Although, it should concern the devout Republicans too. Once one party has managed to rig elections to get all the votes, they don't need to pander to their base anymore either.

That's the point. They're NOT really good at it, because they keep getting stopped.

I think we need to have constant monitoring of the programmers that wrote the code for the machines, because some of them are likely democrats and will sneak stuff in there to guarantee a democrat victory. See how foolish that sounds?

CowPunk
11-16-2005, 01:15 PM
It wouldn't be - IF there had been allegations of Democratic election-tampering in two successive elections decided by about 1% of the vote, one of which had to be called by the Supreme Court.

soylentgreen
11-16-2005, 01:22 PM
Any form of electronic voting is a move in the wrong direction because it is impossible to verify the votes later. It is impossible to detect tampering too.

If democracy is going to survive in America, we need paper ballots that can be recounted and verified later if necessary.

soylentgreen
11-16-2005, 01:24 PM
double post

CowPunk
11-16-2005, 01:27 PM
Any form of electronic voting is a move in the wrong direction because it is impossible to verify the votes later. It is impossible to detect tampering too.

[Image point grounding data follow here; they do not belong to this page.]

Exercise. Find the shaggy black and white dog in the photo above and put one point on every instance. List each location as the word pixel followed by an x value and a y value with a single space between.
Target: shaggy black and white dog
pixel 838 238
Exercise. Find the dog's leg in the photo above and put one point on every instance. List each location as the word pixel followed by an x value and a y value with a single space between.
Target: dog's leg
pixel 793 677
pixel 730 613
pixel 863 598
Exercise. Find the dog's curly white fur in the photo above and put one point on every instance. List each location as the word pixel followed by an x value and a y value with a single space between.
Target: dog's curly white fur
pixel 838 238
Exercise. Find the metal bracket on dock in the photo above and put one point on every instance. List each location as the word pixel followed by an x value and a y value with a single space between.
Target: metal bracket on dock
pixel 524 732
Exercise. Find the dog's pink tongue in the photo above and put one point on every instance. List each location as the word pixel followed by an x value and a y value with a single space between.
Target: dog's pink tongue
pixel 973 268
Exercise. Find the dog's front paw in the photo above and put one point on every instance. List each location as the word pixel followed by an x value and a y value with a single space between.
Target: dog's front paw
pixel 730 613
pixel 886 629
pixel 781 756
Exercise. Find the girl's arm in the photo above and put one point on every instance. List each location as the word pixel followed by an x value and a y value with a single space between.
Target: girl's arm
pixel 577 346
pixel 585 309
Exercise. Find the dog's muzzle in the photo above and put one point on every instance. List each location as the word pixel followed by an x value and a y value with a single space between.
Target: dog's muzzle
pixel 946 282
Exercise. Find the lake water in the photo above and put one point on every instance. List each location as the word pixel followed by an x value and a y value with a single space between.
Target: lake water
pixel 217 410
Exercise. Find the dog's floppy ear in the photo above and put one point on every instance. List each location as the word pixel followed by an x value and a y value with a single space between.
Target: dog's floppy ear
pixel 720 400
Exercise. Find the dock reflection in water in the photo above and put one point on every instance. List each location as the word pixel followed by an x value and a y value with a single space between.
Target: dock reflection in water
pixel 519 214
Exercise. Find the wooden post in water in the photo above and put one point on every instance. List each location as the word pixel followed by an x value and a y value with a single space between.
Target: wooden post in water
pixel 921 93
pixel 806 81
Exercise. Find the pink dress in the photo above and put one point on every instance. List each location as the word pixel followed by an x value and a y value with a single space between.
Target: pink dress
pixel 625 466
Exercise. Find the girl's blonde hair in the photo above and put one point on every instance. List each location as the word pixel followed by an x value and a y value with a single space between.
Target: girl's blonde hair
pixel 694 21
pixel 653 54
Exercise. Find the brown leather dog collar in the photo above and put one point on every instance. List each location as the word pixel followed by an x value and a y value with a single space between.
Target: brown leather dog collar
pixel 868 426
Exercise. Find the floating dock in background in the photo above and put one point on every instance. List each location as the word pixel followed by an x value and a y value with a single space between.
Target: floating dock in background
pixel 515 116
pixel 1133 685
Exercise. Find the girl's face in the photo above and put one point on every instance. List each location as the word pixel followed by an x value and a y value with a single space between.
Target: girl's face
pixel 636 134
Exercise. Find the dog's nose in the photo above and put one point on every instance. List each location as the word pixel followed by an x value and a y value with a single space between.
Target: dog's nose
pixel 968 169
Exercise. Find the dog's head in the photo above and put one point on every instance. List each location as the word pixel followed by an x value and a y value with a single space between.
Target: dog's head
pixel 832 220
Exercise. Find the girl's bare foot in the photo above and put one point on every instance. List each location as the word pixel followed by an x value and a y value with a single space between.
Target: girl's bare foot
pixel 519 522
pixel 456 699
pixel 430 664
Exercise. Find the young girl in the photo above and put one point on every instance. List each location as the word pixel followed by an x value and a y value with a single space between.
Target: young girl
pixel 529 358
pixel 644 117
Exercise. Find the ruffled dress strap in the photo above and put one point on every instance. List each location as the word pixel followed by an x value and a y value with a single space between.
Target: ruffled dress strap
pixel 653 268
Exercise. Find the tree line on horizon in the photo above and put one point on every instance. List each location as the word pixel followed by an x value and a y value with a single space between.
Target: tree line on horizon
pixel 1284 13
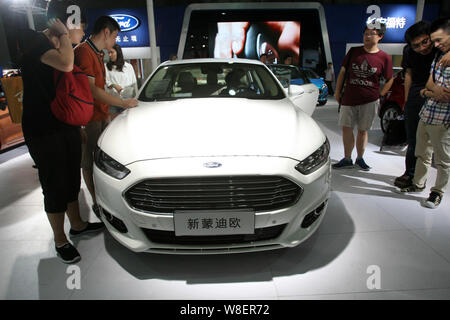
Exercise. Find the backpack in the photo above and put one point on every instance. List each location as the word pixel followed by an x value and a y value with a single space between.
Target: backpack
pixel 73 103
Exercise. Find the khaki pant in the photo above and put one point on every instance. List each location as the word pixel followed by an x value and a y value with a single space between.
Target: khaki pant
pixel 432 138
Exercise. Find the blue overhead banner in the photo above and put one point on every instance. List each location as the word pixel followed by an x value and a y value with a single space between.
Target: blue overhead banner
pixel 398 18
pixel 133 24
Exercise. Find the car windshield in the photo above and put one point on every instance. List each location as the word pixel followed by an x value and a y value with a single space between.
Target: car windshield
pixel 203 80
pixel 288 74
pixel 311 74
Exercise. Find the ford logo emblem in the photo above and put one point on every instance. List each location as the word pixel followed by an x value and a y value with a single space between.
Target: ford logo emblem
pixel 212 165
pixel 126 22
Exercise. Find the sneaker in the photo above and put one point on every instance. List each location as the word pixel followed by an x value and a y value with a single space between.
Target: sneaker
pixel 96 209
pixel 411 189
pixel 403 181
pixel 433 200
pixel 343 164
pixel 90 228
pixel 68 253
pixel 362 164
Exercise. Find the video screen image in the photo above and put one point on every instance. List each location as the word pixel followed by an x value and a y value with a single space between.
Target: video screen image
pixel 278 40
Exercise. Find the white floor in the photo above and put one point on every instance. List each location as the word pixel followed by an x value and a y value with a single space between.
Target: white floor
pixel 372 244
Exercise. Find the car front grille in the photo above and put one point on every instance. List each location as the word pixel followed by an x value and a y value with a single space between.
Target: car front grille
pixel 168 237
pixel 258 193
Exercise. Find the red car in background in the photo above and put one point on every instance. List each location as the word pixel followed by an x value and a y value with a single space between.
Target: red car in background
pixel 393 104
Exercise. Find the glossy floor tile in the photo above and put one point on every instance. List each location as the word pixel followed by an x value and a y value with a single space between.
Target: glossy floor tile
pixel 373 244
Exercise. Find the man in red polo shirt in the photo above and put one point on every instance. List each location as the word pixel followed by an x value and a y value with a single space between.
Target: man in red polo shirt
pixel 367 65
pixel 89 57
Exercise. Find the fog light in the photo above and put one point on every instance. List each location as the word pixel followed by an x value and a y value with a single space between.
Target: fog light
pixel 115 222
pixel 311 217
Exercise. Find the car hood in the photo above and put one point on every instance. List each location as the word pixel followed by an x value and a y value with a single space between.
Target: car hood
pixel 211 127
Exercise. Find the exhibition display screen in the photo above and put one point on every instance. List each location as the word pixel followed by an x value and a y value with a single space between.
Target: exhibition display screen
pixel 243 31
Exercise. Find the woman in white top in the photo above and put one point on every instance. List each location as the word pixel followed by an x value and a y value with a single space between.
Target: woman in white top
pixel 120 77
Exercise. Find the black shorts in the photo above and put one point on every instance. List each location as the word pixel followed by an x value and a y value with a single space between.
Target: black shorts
pixel 58 158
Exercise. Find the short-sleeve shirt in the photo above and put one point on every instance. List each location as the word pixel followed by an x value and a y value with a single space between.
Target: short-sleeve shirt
pixel 419 65
pixel 364 74
pixel 38 86
pixel 90 60
pixel 433 111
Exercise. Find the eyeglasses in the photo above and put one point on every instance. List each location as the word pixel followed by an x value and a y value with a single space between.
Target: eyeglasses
pixel 417 45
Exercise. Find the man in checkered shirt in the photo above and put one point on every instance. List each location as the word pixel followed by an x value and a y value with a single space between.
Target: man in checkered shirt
pixel 433 134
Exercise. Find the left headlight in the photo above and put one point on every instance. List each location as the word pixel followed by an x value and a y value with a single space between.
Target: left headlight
pixel 315 160
pixel 109 166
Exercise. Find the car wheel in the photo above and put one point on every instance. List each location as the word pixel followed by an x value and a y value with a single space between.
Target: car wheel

If democracy is going to survive in America, we need paper ballots that can be recounted and verified later if necessary.
Agreed.

GROFF200
11-16-2005, 02:04 PM
That's the point. They're NOT really good at it, because they keep getting stopped.

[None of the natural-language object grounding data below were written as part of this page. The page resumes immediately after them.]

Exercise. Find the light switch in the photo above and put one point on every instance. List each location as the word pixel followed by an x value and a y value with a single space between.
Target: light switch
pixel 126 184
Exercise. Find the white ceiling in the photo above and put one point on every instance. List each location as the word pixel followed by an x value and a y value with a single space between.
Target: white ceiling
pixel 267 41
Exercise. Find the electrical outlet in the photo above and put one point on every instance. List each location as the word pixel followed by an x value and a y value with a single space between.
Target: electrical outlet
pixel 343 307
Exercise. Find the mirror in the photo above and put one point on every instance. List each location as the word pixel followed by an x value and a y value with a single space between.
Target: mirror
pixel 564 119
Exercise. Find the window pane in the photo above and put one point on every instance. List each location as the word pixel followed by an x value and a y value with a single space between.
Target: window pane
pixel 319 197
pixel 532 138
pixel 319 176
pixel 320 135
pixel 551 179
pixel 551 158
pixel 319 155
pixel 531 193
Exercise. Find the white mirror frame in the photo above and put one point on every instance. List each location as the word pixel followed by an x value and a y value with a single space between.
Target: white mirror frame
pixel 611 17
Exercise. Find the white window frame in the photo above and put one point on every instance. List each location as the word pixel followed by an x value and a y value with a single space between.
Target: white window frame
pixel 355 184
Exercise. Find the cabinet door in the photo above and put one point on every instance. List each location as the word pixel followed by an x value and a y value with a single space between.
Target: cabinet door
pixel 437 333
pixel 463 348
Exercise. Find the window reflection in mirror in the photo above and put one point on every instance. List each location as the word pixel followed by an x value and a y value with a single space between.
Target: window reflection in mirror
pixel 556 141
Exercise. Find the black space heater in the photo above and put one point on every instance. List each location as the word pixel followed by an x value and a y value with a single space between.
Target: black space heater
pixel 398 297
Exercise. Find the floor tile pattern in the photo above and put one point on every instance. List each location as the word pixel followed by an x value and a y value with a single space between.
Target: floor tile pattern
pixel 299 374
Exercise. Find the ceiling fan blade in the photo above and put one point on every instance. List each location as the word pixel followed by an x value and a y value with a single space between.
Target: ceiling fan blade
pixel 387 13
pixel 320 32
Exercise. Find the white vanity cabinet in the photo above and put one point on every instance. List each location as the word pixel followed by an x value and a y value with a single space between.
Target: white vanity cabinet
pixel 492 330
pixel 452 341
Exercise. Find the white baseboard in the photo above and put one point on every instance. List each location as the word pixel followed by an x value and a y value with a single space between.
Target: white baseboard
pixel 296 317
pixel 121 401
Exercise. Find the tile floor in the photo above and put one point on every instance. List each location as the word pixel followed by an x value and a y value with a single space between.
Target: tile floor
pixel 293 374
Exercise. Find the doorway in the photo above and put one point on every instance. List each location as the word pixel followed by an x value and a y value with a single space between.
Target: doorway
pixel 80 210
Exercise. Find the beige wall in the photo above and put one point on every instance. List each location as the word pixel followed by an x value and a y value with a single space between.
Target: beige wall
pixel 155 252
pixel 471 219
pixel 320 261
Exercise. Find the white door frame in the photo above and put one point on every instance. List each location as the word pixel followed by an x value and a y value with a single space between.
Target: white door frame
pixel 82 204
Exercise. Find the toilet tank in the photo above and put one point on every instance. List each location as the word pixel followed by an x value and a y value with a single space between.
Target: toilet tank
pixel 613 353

I think we need to have constant monitoring of the programmers that wrote the code for the machines, because some of them are likely democrats and will sneak stuff in there to guarantee a democrat victory. See how foolish that sounds?

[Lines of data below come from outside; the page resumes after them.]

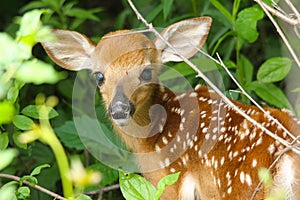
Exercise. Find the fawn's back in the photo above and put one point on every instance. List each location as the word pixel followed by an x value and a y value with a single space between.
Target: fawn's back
pixel 217 151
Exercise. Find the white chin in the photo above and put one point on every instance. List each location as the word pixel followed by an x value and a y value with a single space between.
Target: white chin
pixel 121 122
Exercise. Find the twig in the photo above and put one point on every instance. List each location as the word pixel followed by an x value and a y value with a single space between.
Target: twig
pixel 103 189
pixel 42 189
pixel 253 101
pixel 294 145
pixel 201 75
pixel 279 14
pixel 280 32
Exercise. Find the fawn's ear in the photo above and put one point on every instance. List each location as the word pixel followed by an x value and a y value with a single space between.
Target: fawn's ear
pixel 71 50
pixel 186 36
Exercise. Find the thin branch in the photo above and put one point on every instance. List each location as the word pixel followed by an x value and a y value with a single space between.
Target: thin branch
pixel 201 75
pixel 294 145
pixel 292 7
pixel 280 32
pixel 42 189
pixel 103 189
pixel 253 101
pixel 277 13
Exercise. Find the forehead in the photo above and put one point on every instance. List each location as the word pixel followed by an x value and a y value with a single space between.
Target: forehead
pixel 124 50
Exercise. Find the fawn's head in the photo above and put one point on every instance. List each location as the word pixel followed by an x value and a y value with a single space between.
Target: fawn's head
pixel 126 64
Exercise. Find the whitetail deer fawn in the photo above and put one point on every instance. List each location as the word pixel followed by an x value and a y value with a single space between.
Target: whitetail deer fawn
pixel 235 149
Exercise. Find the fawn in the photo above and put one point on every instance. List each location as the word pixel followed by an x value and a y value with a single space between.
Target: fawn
pixel 220 151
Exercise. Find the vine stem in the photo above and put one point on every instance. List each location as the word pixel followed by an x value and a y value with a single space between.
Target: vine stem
pixel 267 10
pixel 49 137
pixel 40 188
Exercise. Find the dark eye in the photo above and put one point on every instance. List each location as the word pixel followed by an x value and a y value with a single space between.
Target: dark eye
pixel 146 75
pixel 99 78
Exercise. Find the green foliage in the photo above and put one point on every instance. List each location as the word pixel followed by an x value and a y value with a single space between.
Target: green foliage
pixel 240 34
pixel 246 23
pixel 135 187
pixel 62 13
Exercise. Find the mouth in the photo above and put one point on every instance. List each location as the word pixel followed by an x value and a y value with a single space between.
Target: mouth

Well, it's not very foolish at all actually hadit. Because nobody knows how these voting machines work, except the company that creates them, any criticism is valid.
Really, it's not partisan issue when you get down to it. The source code behind the voting machines, and everything about how they work, should be available to the public. If we are going to live in a democracy, it is essential to be very open about how our voting process works.
Electronic voting can work, but only if it's done in such a way that the process can be reviewed and verified.

I personally think both parties want to obfusicate the voting process though. It's the only explanation for why, in national elections, we seem to be unable to get exact counts of votes.
For instance, a bank never tells you that you have around 100 dollars in your account. They always know, down to the penny, don't they? That same technology could be applied to voting if the political will existed.